Fashion

The key shifts and emerging talent that are driving change within the fashion industry globally

Need to Know
11 : 09 : 19

Oxfam opens its first superstore, the homes of the future could include a live-in chef and how Baby Boomers are embracing eco-friendly travel.

Selfridges spotlights digital products in its windows

Selfridge's Windows of the Future, London

London – For the first time, digitally rendered products are directly shoppable from the department store’s windows.

The new window displays, which are part of Selfridges’ AW19 creative campaign, The New Order, allow shoppers to scan QR codes to purchase items featured on screens. Merging the physical and digital worlds, new-season products have been 3D-scanned and digitally rendered to appear in otherworldly, animated landscapes. To create virtual displays, the store’s window design team collaborated with Digi-Gals, an all-female 3D image-making community, and motion graphic designer Christina Worner.

‘Windows used to be an advertising tool for products, but customers expect more now,’ says Emily Outhwaite, assistant styling manager ‘We’ve moved away from using traditional mannequins; instead focusing on alternative fashion forms and innovative new ways to showcase products.’

As such, the campaign reflects the extent to which digitisation offers a new route for consumers to engage with fashion brands.

These luxury apartments come with a live-in chef

475 Clermont and Resident, photography by Kyle Knodell 475 Clermont and Resident, photography by Kyle Knodell
475 Clermont and Resident, photography by Kyle Knodell 475 Clermont and Resident, photography by Kyle Knodell

Brooklyn – The developer of 475 Clermont has partnered with supper club startup Resident to offer social dining experiences.

Inhabitants gain access to chefs Brownen Kinzler-Britton and Meryl Feinstein, who live in the building and cook one six-course dinner with wine pairings per month. In addition, Resident also puts on ticketed dinners and events that can be attended by the general public. Those living in the building gain exclusive access to these events at a reduced cost.

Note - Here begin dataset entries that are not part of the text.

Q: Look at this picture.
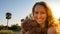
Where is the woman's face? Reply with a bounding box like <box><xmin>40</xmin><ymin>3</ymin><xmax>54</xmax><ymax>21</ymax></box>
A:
<box><xmin>33</xmin><ymin>5</ymin><xmax>47</xmax><ymax>24</ymax></box>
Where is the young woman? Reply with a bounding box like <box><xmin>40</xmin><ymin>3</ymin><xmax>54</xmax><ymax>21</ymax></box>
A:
<box><xmin>21</xmin><ymin>1</ymin><xmax>57</xmax><ymax>34</ymax></box>
<box><xmin>32</xmin><ymin>1</ymin><xmax>57</xmax><ymax>34</ymax></box>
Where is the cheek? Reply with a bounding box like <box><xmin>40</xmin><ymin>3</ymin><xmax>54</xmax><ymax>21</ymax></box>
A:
<box><xmin>42</xmin><ymin>14</ymin><xmax>47</xmax><ymax>21</ymax></box>
<box><xmin>33</xmin><ymin>14</ymin><xmax>38</xmax><ymax>20</ymax></box>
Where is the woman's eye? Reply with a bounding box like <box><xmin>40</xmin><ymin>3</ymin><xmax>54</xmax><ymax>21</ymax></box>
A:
<box><xmin>35</xmin><ymin>12</ymin><xmax>39</xmax><ymax>14</ymax></box>
<box><xmin>41</xmin><ymin>12</ymin><xmax>45</xmax><ymax>14</ymax></box>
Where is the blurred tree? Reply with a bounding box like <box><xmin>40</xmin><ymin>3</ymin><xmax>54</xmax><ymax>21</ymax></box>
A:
<box><xmin>26</xmin><ymin>16</ymin><xmax>29</xmax><ymax>19</ymax></box>
<box><xmin>29</xmin><ymin>13</ymin><xmax>34</xmax><ymax>20</ymax></box>
<box><xmin>0</xmin><ymin>26</ymin><xmax>4</xmax><ymax>30</ymax></box>
<box><xmin>0</xmin><ymin>25</ymin><xmax>7</xmax><ymax>30</ymax></box>
<box><xmin>10</xmin><ymin>24</ymin><xmax>21</xmax><ymax>31</ymax></box>
<box><xmin>21</xmin><ymin>19</ymin><xmax>24</xmax><ymax>22</ymax></box>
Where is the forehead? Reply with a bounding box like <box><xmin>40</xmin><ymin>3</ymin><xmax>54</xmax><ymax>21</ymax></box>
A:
<box><xmin>34</xmin><ymin>5</ymin><xmax>46</xmax><ymax>12</ymax></box>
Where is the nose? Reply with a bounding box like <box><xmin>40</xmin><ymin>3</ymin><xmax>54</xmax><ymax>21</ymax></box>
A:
<box><xmin>37</xmin><ymin>13</ymin><xmax>42</xmax><ymax>19</ymax></box>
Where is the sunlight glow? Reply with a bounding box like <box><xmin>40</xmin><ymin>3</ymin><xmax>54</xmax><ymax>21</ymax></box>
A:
<box><xmin>49</xmin><ymin>3</ymin><xmax>60</xmax><ymax>18</ymax></box>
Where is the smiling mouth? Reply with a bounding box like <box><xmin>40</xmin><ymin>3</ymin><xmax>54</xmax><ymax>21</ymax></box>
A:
<box><xmin>38</xmin><ymin>18</ymin><xmax>43</xmax><ymax>21</ymax></box>
<box><xmin>38</xmin><ymin>19</ymin><xmax>42</xmax><ymax>20</ymax></box>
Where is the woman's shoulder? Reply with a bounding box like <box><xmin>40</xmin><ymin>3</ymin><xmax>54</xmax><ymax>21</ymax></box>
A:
<box><xmin>47</xmin><ymin>26</ymin><xmax>57</xmax><ymax>34</ymax></box>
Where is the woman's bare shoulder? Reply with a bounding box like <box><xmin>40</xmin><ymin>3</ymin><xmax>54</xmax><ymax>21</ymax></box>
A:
<box><xmin>47</xmin><ymin>27</ymin><xmax>57</xmax><ymax>34</ymax></box>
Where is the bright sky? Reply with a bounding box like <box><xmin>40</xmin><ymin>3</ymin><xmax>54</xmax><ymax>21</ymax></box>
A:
<box><xmin>0</xmin><ymin>0</ymin><xmax>60</xmax><ymax>26</ymax></box>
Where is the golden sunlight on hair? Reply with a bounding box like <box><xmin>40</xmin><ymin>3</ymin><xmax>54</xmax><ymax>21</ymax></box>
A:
<box><xmin>46</xmin><ymin>2</ymin><xmax>60</xmax><ymax>34</ymax></box>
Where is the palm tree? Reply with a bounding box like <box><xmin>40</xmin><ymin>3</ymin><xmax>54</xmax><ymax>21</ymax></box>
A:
<box><xmin>6</xmin><ymin>12</ymin><xmax>12</xmax><ymax>29</ymax></box>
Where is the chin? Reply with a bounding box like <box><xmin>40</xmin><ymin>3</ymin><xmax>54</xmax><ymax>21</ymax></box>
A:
<box><xmin>38</xmin><ymin>21</ymin><xmax>44</xmax><ymax>24</ymax></box>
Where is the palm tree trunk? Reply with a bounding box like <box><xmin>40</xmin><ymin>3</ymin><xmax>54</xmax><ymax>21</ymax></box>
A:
<box><xmin>7</xmin><ymin>19</ymin><xmax>9</xmax><ymax>30</ymax></box>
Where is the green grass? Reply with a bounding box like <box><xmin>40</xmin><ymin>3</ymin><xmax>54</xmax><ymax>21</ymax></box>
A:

The partnership allows the chefs to forge relationships with their neighbours, opening up their home and inviting a level of engagement they would not typically experience at work in a high end restaurant, while also encouraging interactions between the rest of the building’s inhabitants.

Over the world, co-living developments are considering how to move beyond glorified halls of residences, integrating luxurious services into their offering while confronting urban challenges such as loneliness.

Oxfam’s inaugural superstore signals the rise of resale

Oxford – The international charity has opened its first-ever superstore, which is 12 times the size of the average Oxfam shop.

Building on the growth of the resale market, the superstore will sell both donated items and the ‘Sourced By Oxfam’ range of brand new ethically sourced gifts and homewares. The 18,500 ft2 space will also double as a community hub, with community groups and social enterprises able to use dedicated meeting spaces for workshops, activities and talks, which will take place regularly in-store.

‘Oxfam’s first ever superstore is an exciting new venture for us,’ says Danny Sriskandarajah, chief executive of Oxfam GB. ‘The huge treasure trove of items on offer make it a destination shopping experience but it is so much more than a shop. It will be a social hub at the heart of the community which we hope will give people a greater sense of the incredible difference they can make by shopping, donating or volunteering at Oxfam.’

To learn how brands and retailers are embracing second-hand goods, read our Fashion Recommerce Market.

Oxfam Superstore, Oxford Oxfam Superstore, Oxford

Stat: Baby Boomers are embracing eco-escapes

While the younger generation are considered to be more socially and environmentally conscious, a study by Booking.com has found that it is actually the Baby Boomers who are leading the eco-friendly travel movement. The study found that while 81% of Generation Z plan to stay in green accommodation, this rises to 86% for the Baby Boomers.

Baby Boomers are also more likely to consider not visiting a destination threatened by over-tourism and are choosing more sustainable travel options such as electric rental cars, public transport and walking compared to their Generation Z and Millennial counterparts. While the survey does not specify the impetus behind this mindset, it does demonstrate the need for eco-conscious brands to consider Baby Boomers when marketing their offering.

In response, the hospitality industry is seeing an Eco-tel Evolution, as sustainable accommodation options become increasingly design-led to cater for more travellers than ever more.